Make no mistake, the raw shot count from this match tells a story the scoreline does not.
Both sides finished level at eleven shots apiece, and both registered exactly four shots on target. Austria’s expected goals total reached 1.69 to Jordan’s 0.46, a meaningful gap, yet Jordan’s xG on target actually climbed to 1.18, nearly matching Austria’s 1.29 figure once shots actually found the frame. Olwan’s equalizer alone carried 0.78 xGOT from a chance worth just 0.09 xG before the shot, the kind of conversion that reflects genuine quality rather than fortune.
Possession sat heavily with Austria, 63 percent to Jordan’s 37, a gap that explains more about territory than about danger created.
What Austria did with that possession produced steady pressure rather than overwhelming control. They completed 487 passes at 84 percent accuracy against Jordan’s 241 at 73, and touches inside the box reached 28 for Austria compared to 21 for Jordan, numbers close enough to suggest a contest rather than a mismatch. Jordan actually missed three big chances to Austria’s zero, a statistic that points toward genuine opportunities squandered rather than a side that never threatened.
Truth is, Jordan’s goalkeeper Yazeed Abulaila faced the heavier defensive burden and still kept his side within touching distance for most of the match. He faced eleven shots and made just one save, finishing with a goals prevented figure of minus 1.71, the worst individual number on the pitch, yet his side still found a way to level the score in the second half before Austria’s own goal and late penalty ultimately decided it.
Fouls and cards revealed a match that grew tense as Jordan chased an equalizer in the closing stages. Austria committed twelve fouls to Jordan’s seven, and Sabitzer picked up a yellow card in the 77th minute for excessive celebration after Al-Arab’s own goal put Austria back in front, a booking that reflected the emotional stakes of a contest still very much alive with fifteen minutes plus stoppage remaining.
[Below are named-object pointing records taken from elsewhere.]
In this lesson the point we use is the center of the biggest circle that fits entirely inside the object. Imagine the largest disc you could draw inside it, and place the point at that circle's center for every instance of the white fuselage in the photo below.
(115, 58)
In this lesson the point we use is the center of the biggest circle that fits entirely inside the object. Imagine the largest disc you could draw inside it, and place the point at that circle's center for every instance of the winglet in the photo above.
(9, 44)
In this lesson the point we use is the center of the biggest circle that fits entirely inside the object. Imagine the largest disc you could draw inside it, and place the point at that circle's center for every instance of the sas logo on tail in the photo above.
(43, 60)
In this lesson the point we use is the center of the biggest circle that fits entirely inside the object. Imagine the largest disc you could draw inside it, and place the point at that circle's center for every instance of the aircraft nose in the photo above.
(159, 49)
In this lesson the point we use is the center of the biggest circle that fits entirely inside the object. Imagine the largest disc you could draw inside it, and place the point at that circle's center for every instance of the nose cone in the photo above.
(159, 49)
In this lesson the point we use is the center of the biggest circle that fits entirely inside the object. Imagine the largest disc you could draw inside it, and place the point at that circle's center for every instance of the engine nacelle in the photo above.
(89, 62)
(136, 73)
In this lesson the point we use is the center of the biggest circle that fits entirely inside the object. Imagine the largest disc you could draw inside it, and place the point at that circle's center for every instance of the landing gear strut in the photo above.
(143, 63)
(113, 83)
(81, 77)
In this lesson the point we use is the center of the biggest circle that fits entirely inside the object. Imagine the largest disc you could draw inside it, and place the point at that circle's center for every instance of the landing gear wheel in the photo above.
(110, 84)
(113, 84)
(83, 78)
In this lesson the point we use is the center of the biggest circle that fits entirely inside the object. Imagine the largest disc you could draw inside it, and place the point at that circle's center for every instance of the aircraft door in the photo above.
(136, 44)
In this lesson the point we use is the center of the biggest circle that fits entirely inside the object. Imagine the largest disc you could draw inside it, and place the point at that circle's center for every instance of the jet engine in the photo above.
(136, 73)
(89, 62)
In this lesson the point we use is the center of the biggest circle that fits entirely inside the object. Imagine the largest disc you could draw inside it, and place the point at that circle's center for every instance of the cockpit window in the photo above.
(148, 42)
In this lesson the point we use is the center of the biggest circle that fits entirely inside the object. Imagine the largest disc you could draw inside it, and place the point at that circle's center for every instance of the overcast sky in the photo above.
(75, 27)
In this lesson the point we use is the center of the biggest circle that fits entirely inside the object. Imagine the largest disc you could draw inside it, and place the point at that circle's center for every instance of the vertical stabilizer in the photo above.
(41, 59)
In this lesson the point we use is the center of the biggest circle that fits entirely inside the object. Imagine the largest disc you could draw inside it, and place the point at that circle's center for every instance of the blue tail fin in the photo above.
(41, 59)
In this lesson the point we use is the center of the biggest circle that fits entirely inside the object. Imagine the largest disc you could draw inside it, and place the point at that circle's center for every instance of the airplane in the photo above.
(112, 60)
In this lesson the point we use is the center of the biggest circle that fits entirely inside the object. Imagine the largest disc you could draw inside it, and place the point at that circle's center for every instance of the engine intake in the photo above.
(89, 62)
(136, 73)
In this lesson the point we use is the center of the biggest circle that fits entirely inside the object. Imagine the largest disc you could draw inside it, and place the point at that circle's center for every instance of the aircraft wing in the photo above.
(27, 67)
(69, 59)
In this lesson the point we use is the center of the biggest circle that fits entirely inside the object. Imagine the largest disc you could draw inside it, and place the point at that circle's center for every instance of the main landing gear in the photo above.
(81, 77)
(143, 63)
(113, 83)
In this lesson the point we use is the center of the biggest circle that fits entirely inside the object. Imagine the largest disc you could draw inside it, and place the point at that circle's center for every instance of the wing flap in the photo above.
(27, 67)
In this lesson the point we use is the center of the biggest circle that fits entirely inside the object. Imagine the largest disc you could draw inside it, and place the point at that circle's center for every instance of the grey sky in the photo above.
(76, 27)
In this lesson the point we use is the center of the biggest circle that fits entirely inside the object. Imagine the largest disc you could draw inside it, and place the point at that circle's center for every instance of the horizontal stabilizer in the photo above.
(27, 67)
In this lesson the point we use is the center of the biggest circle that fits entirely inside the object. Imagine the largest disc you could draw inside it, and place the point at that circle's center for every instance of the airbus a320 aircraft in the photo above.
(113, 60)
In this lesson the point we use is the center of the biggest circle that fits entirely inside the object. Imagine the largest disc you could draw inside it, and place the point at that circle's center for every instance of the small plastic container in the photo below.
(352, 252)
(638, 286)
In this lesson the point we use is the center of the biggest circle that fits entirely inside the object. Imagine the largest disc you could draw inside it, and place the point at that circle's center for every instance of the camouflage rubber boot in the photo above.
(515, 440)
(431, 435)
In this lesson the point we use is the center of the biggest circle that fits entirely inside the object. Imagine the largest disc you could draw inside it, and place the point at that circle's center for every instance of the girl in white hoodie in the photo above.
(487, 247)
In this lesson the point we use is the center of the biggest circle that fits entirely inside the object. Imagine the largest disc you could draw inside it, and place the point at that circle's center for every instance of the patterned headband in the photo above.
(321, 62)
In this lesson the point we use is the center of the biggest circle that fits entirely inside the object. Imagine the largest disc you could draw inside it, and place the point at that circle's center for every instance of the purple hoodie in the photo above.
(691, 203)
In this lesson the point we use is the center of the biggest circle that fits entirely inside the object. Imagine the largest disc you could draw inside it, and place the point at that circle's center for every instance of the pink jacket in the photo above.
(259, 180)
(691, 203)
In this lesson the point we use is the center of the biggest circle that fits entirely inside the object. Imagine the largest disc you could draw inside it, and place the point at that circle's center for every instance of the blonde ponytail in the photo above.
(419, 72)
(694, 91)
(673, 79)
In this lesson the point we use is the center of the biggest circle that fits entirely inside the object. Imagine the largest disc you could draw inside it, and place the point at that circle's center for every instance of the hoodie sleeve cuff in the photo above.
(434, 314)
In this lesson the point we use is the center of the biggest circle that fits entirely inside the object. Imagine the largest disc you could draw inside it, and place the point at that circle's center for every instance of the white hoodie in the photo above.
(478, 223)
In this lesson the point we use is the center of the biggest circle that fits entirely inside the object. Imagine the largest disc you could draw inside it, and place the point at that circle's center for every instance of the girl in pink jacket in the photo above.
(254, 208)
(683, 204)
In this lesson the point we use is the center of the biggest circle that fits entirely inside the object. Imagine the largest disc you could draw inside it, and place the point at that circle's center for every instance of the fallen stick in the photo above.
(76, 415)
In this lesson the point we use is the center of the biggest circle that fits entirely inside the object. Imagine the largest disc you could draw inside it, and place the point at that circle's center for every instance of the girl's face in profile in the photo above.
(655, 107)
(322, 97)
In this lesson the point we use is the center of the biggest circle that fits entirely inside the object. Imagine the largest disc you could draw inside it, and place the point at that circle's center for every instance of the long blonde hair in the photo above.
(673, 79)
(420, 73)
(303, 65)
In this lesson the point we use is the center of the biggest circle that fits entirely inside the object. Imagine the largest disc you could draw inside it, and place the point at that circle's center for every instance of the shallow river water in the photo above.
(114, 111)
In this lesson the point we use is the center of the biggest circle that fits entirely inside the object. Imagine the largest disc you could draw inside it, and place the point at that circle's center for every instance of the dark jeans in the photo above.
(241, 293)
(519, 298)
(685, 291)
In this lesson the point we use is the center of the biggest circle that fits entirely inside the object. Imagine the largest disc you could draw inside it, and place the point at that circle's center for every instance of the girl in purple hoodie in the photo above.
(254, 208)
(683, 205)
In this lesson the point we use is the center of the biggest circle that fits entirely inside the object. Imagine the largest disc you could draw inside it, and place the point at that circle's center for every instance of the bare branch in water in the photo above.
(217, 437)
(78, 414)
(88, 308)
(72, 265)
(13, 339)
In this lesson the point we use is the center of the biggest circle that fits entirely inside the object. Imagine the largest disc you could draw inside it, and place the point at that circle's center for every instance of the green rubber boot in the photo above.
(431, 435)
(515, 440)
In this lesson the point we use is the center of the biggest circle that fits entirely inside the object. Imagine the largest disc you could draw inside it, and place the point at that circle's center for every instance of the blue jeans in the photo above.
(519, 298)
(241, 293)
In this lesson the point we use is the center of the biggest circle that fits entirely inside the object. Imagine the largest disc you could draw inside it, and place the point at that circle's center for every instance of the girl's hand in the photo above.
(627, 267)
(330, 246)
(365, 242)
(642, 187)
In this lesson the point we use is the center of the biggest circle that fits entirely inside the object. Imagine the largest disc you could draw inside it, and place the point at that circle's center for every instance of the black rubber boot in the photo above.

One individual stat captures the closing stretch better than any other. Arnautovic, introduced as a substitute at halftime, generated 1.10 xG across two shots, including the decisive penalty converted in the twelfth minute of stoppage time, becoming Austria’s oldest ever World Cup scorer in the process.
So here is the open question this result leaves behind for Group J. Jordan matched Austria shot for shot and shot-on-target for shot-on-target in their first ever World Cup appearance, only to lose by two clear goals through an own goal and a stoppage-time penalty rather than open play. If Jordan can generate this much against a side ranked well above them, what does their result against Algeria next week say about who genuinely controls the bottom of this group.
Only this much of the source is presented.